16. It is my considered opinion that the garnishee tendered sufficient evidence to the effect that it did not have any money held in favour of the judgment debtor and which could be attached in satisfaction of the decree. This was done by exhibiting the account statement of the judgment debtor, as at the relevant date indicated on the Garnishee Order Nisi and which disclosed the true status of the account of the judgment debtor. [See the Court of Appeal of Nigeria’s decision in Citizens International Bank Ltd. –vs- SCOA Nigeria Ltd. & Anor. (2006) LPELR-5509 (CA)]. The Applicant failed to prove that there was a credit in the said accounts which was capable of being a sum due or accruing so as to be attachable in satisfaction of their decree.

17. It was the applicant’s assertion that the garnishee did not dispute or appear on the day of the hearing so as to dispute its liability to the judgment debtor or deny the ownership of the attached accounts. However, I have perused the court’s record and it is clear that the garnishee did seek leave to file its replying affidavit. The said affidavit disputed the liability to the judgment debtor by the garnishee. Under Order 23 Rule 4 the garnishee has an option of either disputing the debt due or claimed to be due from him to the judgment-debtor, or, appearing upon the day of hearing named in an order nisi. It is my opinion that as such, the garnishee disputed the liability to the Judgment debtor. Physical appearance was never necessary. I rely on Citizens International Bank Ltd. –vs- SCOA Nigeria Ltd. & Anor. (supra), the Court while applying section 83 of the Sherriff and Civil Process Act CAP S6, LFN 2004 whose provisions are similar to Order 23 Rule 1, held that: -

“……The primary duty of a Garnishee in garnishee proceedings is for the garnishee to appear in Court upon receipt of the order Nisi, and show cause why the funds in the judgment debtor's account should not be paid over to the Judgment Creditor in satisfaction of the judgment debt. This is done by filing an affidavit to show cause with all the relevant documents, disclosing the true picture, status or standing of the judgment debtor's accounts at the time of the service of the Garnishee Order Nisi on it……”

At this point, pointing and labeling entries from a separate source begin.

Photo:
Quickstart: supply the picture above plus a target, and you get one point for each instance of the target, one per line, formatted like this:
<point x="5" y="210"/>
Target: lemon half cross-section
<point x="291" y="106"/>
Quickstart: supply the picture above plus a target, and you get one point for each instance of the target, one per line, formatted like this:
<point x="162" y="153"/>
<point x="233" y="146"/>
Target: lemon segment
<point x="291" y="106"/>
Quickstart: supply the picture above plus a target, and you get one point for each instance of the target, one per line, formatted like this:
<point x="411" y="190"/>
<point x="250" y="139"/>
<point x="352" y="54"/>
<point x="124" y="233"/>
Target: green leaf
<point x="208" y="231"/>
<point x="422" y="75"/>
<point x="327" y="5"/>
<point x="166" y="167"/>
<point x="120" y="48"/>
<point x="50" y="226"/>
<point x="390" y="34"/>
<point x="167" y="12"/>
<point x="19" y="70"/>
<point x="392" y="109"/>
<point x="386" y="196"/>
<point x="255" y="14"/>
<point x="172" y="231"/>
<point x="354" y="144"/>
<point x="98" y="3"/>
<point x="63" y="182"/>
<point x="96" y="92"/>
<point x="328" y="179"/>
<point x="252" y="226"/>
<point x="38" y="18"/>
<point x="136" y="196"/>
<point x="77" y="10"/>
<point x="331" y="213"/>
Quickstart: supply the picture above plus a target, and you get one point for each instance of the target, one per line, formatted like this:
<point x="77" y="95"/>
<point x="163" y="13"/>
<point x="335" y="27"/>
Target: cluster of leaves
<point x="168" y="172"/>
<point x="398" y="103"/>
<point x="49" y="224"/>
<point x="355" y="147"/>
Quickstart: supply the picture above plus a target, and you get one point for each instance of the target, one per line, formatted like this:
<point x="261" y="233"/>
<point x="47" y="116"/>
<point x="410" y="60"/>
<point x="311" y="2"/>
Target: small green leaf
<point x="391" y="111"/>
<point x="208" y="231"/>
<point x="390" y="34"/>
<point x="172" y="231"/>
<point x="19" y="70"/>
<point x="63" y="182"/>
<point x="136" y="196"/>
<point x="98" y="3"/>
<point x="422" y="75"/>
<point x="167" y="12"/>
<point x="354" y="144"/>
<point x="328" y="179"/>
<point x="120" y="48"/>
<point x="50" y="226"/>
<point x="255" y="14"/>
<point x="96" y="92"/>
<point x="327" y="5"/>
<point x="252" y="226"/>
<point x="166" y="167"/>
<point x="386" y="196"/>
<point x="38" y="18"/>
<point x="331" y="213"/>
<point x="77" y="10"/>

18. It was the respondent’s case that their right to fair hearing under Article 50 and Order 23 Rule 1 were violated as they were never heard before the Order Nisi was made. It was caimed that if the garnishee was given an opportunity to be heard, it would have told the court of their willingness to settle the decretal sum in installments. However, under Order 23 Rule 1 a garnishee order nisi can be made ex parte either before or after an oral examination of the judgment-debtor. In this case the Respondent was not examined by the court which granted the garnishee order nisi. However, when the Order Nisi were being made, the counsel for the respondent was in court and did not object to the proceedings. No application was ever filed to set aside the nisi orders. It is trite law that the judgment debtor has no locus to apply to seek to dismiss the garnishee order as the judgment debtor is not a party to the garnishee proceedings. Garnishee proceedings are separate proceedings between the judgment creditor and the garnishee, regardless of the fact that the judgment debtor may be examined before or after the making of an order for attachment of debts.

19. I find that the applicant has not satisfied the court that the garnishee is holding funds in favour of the judgment debtor that are attachable under the law.

20. I find no merit in this application and it is hereby dismissed with costs to the garnishee.

21. It is hereby so ordered.

DELIVERED, DATED and SIGNED at EMBU this 22nd day of October, 2020.